In response, 73% of asset managers are considering strategic consolidation to gain access to new segments, increase market share and mitigate risks.
Over 90% of asset managers are already utilising disruptive technologies like AI, big data and blockchain to enhance investment performance. The top ten largest asset managers are projected to control half of all mutual fund assets globally by 2027, up from 42.5% in 2020.
Global assets under management (AUM) fell to $115.1 trillion in 2022, a decline of nearly 10% from the previous year’s high. However, AUM is expected to rebound and reach $147.3 trillion by 2027.
The report also highlights the increasing use of AI-driven robo-advisers, estimated to manage $5.9 trillion in assets by 2027.
Additionally, private markets are expected to drive growth, accounting for half of asset and wealth management revenues by 2027. The Asia-Pacific region and emerging markets are predicted to lead AUM growth, while purpose-driven strategies, diversity, equity and inclusion (DEI) and environmental, social and governance (ESG) considerations are becoming imperative for the industry.
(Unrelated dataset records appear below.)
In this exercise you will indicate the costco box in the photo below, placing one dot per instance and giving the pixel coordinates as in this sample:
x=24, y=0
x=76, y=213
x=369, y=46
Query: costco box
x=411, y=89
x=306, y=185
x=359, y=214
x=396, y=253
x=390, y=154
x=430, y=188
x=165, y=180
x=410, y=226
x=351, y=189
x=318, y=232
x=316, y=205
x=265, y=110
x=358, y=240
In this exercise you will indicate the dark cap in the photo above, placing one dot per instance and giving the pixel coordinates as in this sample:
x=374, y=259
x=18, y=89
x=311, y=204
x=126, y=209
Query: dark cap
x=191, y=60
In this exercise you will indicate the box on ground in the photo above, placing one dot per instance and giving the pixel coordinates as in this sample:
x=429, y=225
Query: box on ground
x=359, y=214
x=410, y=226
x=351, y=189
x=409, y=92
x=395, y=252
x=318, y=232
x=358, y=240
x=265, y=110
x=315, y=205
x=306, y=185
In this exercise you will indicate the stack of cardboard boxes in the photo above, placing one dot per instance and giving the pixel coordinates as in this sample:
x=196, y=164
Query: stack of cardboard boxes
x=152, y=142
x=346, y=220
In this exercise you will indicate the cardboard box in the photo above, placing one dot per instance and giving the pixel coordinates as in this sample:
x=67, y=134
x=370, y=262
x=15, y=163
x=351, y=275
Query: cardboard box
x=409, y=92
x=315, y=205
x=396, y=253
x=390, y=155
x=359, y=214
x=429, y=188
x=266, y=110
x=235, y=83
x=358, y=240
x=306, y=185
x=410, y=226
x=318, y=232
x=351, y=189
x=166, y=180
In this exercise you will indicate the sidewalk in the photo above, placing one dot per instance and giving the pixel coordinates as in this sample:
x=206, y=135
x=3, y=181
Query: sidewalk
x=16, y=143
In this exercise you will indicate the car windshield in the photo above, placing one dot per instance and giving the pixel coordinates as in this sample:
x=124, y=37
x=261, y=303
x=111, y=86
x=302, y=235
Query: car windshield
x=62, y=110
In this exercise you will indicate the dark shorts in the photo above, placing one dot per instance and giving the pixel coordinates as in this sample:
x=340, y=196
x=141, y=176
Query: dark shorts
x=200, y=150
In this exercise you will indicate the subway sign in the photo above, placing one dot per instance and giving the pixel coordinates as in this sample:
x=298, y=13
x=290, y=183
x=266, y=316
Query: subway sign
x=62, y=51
Olwyn Alexander, global asset & wealth management leader at PwC Ireland, stated, “Existential challenges are sweeping the asset and wealth management industry against a backdrop of social, economic and geopolitical disruption.
“Firms that effectively leverage technology such as generative AI and robo-advisors, build meaningful inroads to new and existing customers, diversify their recruitment and deliver exceptional client experiences will be well-positioned to not only survive but thrive.”